I had no family but Martha and Mindy, who would never know her father, and might never know her mother. And I hoped she would never know what I felt at that moment: “I am so alone.”

But then I looked down the hall, past the blood pressure machines and past the nurses' station with ghostly figures responding to red lights and bells, and two figures emerged from the elevators. They looked familiar. I squinted, closing one eye. And sure enough, it was a friend.

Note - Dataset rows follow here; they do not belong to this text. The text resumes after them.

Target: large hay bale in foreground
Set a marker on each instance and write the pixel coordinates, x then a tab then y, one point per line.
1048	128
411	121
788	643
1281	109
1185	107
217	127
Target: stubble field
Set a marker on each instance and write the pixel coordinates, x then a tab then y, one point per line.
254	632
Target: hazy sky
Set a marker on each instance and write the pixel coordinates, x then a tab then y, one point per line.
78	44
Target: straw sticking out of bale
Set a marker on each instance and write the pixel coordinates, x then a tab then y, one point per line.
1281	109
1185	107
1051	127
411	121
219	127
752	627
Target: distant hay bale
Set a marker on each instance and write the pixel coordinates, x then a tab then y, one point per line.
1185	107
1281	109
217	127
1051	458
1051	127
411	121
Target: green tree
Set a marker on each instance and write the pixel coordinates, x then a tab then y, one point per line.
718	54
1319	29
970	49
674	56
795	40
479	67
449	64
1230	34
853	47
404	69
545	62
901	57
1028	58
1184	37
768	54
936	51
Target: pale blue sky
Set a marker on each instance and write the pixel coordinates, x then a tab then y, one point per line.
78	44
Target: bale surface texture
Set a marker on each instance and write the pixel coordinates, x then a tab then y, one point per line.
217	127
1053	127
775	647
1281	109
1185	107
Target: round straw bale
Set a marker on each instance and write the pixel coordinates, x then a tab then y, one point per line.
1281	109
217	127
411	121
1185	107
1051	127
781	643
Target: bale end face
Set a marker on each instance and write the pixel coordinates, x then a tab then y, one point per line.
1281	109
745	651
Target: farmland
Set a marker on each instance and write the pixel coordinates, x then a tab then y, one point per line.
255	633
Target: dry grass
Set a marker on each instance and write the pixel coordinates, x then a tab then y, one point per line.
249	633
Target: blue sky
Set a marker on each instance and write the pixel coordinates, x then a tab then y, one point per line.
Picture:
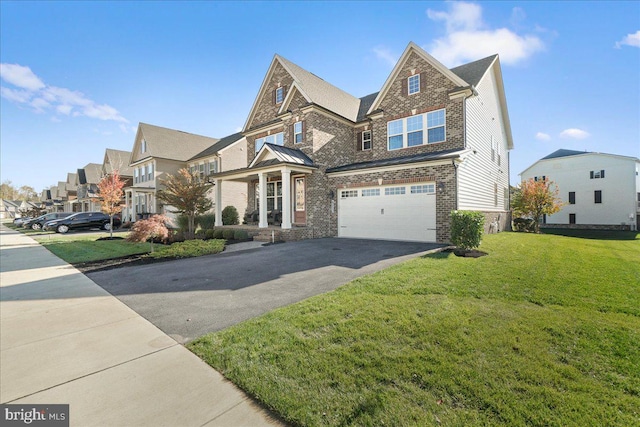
77	77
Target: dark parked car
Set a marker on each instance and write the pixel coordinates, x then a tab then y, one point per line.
37	223
82	220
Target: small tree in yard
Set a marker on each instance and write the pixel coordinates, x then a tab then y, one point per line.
110	190
466	229
149	229
535	199
188	194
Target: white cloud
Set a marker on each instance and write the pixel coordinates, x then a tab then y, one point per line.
574	133
385	54
33	93
468	38
543	136
629	40
20	76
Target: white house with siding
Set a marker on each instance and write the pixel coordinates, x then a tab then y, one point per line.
599	190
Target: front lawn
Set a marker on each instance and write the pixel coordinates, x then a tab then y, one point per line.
545	331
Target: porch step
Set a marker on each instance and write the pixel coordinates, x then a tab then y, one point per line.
268	236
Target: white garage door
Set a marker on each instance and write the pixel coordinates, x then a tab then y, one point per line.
397	212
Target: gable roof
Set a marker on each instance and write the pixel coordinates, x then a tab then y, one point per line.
414	48
168	143
117	159
218	146
314	89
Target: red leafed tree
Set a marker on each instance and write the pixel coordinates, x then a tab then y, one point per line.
110	190
149	229
536	198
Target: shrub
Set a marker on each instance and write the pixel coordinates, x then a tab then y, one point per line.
207	221
230	216
190	248
466	229
240	235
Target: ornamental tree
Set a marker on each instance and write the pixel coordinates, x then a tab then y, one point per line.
110	191
536	198
188	194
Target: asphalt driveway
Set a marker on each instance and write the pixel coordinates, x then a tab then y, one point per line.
192	297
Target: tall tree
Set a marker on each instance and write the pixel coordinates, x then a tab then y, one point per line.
535	199
188	194
110	191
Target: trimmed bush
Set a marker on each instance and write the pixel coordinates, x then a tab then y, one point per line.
230	216
240	235
466	229
207	221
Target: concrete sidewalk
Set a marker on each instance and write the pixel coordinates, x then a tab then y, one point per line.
63	339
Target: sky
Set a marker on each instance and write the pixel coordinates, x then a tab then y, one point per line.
77	77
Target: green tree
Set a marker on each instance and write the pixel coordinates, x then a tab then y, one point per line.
187	194
110	191
534	199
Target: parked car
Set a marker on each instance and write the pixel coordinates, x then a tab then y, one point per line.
37	223
82	220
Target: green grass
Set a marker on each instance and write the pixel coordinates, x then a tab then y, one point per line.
84	248
544	331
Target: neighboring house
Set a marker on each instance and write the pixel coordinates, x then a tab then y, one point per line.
157	152
599	190
229	153
87	187
390	165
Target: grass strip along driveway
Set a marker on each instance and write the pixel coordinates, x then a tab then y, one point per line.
542	331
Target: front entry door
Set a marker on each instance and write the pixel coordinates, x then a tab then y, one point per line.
300	205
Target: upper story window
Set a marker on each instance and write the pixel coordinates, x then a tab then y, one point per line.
279	95
410	131
277	139
413	84
297	133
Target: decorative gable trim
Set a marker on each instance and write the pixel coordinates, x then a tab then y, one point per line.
413	48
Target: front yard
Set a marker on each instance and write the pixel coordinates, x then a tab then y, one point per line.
542	331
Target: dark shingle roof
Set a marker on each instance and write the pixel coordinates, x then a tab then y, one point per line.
473	71
415	158
222	143
563	153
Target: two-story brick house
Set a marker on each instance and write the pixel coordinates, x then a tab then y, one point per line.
390	165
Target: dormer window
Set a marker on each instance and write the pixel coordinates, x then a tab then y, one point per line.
414	84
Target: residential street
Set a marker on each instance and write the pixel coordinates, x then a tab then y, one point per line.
189	298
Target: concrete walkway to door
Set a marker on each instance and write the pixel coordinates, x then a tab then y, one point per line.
65	340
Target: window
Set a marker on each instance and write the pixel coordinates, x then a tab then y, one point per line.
392	191
279	96
277	139
409	132
366	140
423	189
348	193
414	84
297	132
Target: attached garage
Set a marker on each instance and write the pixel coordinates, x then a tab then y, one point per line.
392	212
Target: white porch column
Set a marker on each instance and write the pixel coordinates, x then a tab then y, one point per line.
218	196
262	214
286	198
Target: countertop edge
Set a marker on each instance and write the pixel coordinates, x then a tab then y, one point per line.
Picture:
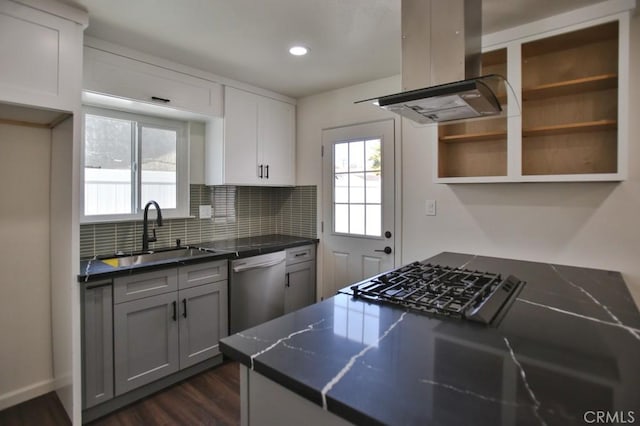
84	277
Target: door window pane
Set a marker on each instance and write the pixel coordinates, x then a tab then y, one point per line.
373	155
107	165
357	196
158	166
356	156
374	188
374	219
341	188
341	218
356	188
341	157
356	219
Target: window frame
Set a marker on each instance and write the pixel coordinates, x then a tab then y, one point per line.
182	164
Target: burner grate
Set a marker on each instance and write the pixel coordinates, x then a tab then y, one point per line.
440	290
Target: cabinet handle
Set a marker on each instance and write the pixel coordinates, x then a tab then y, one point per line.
165	100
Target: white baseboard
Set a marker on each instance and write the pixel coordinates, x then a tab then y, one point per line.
26	393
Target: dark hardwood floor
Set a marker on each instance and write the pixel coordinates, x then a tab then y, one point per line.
210	398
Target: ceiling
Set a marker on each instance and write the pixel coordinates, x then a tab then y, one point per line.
349	41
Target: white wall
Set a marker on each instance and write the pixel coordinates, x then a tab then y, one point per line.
585	224
25	294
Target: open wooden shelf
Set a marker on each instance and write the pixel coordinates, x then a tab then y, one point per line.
471	137
570	87
571	128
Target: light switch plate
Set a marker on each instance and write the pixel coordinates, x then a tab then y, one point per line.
430	207
205	212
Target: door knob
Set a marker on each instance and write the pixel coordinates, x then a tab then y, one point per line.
386	250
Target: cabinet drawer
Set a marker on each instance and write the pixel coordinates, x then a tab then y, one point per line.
123	77
202	273
144	285
301	254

Pete and Lillian Wildman turned the corner and hurried toward the waiting room. I got up to tuck my shirt in my pants, arrange my hair, and otherwise look presentable. This was unexpected. Philadelphia is at least a three hour drive from Parkers, and would require a day's commitment to visit. Pete and Lil hadn't even called. They just took a chance. I had told everyone that the operation was today, and I probably named the hospital. But I never offered times, or a specific location, or an invitation. Yet my eyes were big as saucers and I felt like Mom and Dad had come down from heaven for a visit.

“Neddie,” Lil shouted from the area of the nurses' station. “How are you?”

She was still about five steps from the waiting room, and one of the nurses shushed her as she walked by.

I gave her a big hug and it was good to feel her hands on my back. Nothing reserved. No peck on the cheek or social grasp. It was an honest to goodness family greeting that said “we care about you and Martha.” I suddenly realized how long it had been since I had received one of these unrestrained hugs, without calculation or equivocation. I reached behind Lil's back and grabbed Pete's hand. His face was aglow. I couldn't tell whether he was excited to see me or just red burned from the sun and wind after a day on the water. I didn't care.